L'actuelle Loi sur l'accise est demeurée à peu près inchangée depuis 1883, des modifications lui étant apportées périodiquement pour régler des problèmes particuliers. Le présent règlement imposera certaines conditions pour l'obtention et la conservation d'une licence, d'un agrément ou d'une autorisation, notamment au chapitre de l'âge et des ressources financières disponibles, ce qui assurera un cadre tout à la fois plus complet et renforcé pour la délivrances des licences et des agréments. Le présent règlement permettra également la délivrance d'une licence ou d'un agrément à un demandeur, éliminant ainsi l'exigence actuelle de délivrer une licence ou un agrément pour chaque local. Une telle approche s'accorde avec l'initiative lancée par l'Agence des douanes et du revenu du Canada (ADRC) visant à mettre en place un identificateur unique pour chaque client en remplacement des divers numéros de compte qu'une entreprise était obligée de détenir pour la TPS, l'impôt des sociétés, la taxe d'accise et le droit d'accise. De plus, bien que le ministre conserve le pouvoir d'annuler ou de suspendre une licence ou un agrément, les critères régissant l'exercice d'un tel pouvoir seront officialisés. [je souligne]
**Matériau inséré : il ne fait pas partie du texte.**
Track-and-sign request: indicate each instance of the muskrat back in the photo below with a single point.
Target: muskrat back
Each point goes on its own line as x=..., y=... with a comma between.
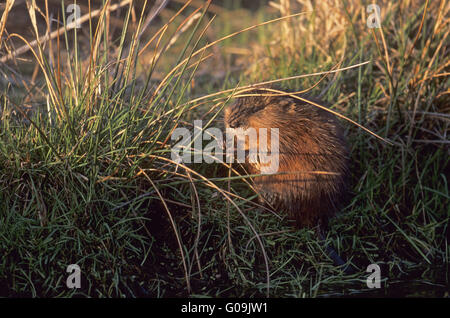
x=313, y=155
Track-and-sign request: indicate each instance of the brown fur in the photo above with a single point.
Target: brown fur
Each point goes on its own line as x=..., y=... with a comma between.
x=311, y=139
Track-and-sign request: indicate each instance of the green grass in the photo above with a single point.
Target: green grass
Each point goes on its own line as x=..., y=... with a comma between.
x=86, y=180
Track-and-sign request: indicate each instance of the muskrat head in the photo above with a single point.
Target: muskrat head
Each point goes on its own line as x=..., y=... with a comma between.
x=261, y=110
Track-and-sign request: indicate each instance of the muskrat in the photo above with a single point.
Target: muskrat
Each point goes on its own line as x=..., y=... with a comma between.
x=313, y=156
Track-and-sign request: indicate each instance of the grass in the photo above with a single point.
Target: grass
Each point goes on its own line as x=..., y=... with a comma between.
x=86, y=176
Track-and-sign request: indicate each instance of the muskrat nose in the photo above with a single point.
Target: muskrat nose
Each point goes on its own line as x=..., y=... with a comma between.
x=234, y=124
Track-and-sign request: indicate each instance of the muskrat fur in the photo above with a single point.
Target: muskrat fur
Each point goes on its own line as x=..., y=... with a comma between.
x=313, y=155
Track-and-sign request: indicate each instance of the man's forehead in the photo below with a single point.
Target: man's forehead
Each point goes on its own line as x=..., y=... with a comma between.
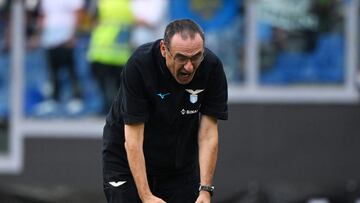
x=187, y=44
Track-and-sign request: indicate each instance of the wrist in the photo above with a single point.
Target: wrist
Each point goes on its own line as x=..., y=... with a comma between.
x=209, y=189
x=145, y=195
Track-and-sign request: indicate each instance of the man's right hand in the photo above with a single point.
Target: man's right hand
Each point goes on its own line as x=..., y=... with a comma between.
x=153, y=199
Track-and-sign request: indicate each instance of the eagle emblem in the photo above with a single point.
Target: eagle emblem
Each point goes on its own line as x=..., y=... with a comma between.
x=194, y=94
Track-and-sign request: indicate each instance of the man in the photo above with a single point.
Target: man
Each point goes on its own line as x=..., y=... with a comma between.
x=58, y=23
x=161, y=131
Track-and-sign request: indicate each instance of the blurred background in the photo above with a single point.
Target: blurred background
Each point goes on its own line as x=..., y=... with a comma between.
x=293, y=75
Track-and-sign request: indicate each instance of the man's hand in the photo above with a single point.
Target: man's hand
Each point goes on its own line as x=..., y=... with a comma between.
x=204, y=197
x=152, y=199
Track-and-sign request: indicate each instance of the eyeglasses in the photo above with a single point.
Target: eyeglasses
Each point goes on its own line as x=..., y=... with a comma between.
x=181, y=59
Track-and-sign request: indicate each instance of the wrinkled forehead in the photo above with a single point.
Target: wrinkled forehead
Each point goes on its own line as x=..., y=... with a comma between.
x=187, y=44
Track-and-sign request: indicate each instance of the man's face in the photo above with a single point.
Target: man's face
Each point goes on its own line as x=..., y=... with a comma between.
x=183, y=57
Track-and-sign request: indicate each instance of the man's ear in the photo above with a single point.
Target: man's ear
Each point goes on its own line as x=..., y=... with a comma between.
x=162, y=48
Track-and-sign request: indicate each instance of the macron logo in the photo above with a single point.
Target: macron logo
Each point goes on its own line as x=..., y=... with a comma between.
x=162, y=96
x=117, y=184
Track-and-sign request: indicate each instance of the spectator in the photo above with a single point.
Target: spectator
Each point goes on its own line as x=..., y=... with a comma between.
x=58, y=24
x=110, y=46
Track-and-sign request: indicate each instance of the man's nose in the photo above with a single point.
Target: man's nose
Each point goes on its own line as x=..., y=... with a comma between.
x=189, y=66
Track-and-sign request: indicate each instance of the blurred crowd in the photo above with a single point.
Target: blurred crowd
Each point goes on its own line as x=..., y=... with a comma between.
x=75, y=49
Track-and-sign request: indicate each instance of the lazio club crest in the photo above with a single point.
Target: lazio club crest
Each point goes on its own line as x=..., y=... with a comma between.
x=194, y=95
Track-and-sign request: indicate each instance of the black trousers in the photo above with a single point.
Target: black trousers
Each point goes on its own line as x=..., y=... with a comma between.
x=172, y=189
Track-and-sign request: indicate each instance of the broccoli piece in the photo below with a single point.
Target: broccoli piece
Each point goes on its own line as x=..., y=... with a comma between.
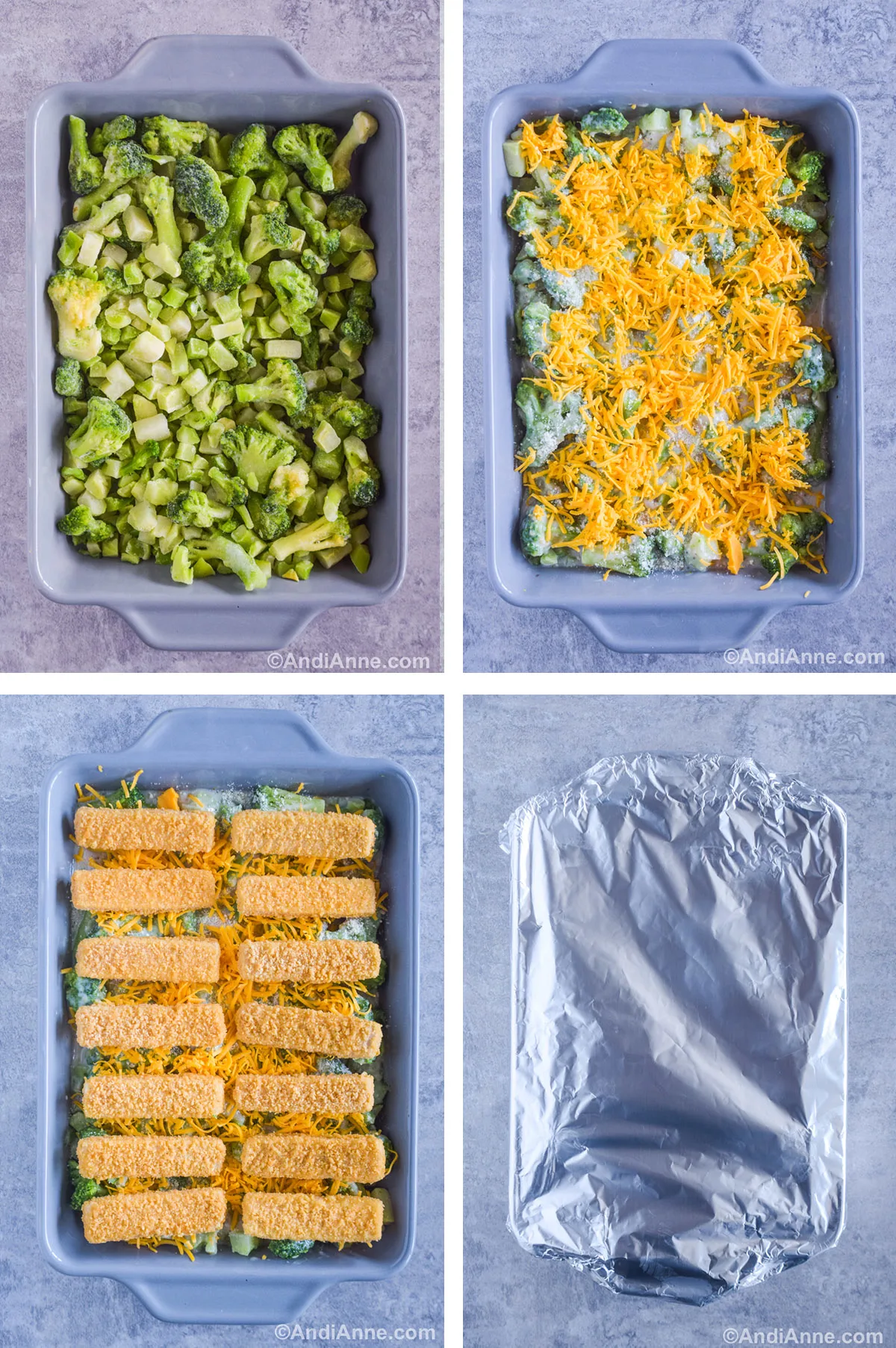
x=547, y=422
x=276, y=798
x=531, y=214
x=158, y=199
x=363, y=127
x=77, y=304
x=567, y=291
x=345, y=211
x=797, y=532
x=256, y=453
x=169, y=137
x=120, y=128
x=352, y=415
x=82, y=993
x=314, y=537
x=809, y=167
x=361, y=472
x=85, y=170
x=290, y=1249
x=309, y=145
x=216, y=262
x=221, y=549
x=100, y=435
x=85, y=1189
x=535, y=530
x=124, y=162
x=249, y=152
x=147, y=453
x=193, y=509
x=355, y=326
x=792, y=219
x=197, y=190
x=267, y=231
x=604, y=122
x=282, y=383
x=271, y=517
x=231, y=490
x=534, y=328
x=69, y=379
x=80, y=524
x=815, y=367
x=325, y=240
x=296, y=293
[13]            Le 19 juin 2003, Tabacs Galaxy présente au ministre du Revenu national une demande de licence en vertu de l'article 14 de la Loi. Cette demande est approuvée le 3 octobre 2003.


[14]            En vertu du Règlement, les conditions d'admissibilité sont alors les suivantes :



2.(1) Quiconque souhaite obtenir une licence ou un agrément présente une demande au ministre sur le formulaire approuvé par lui, accompagné d'une liste des locaux visés par la demande.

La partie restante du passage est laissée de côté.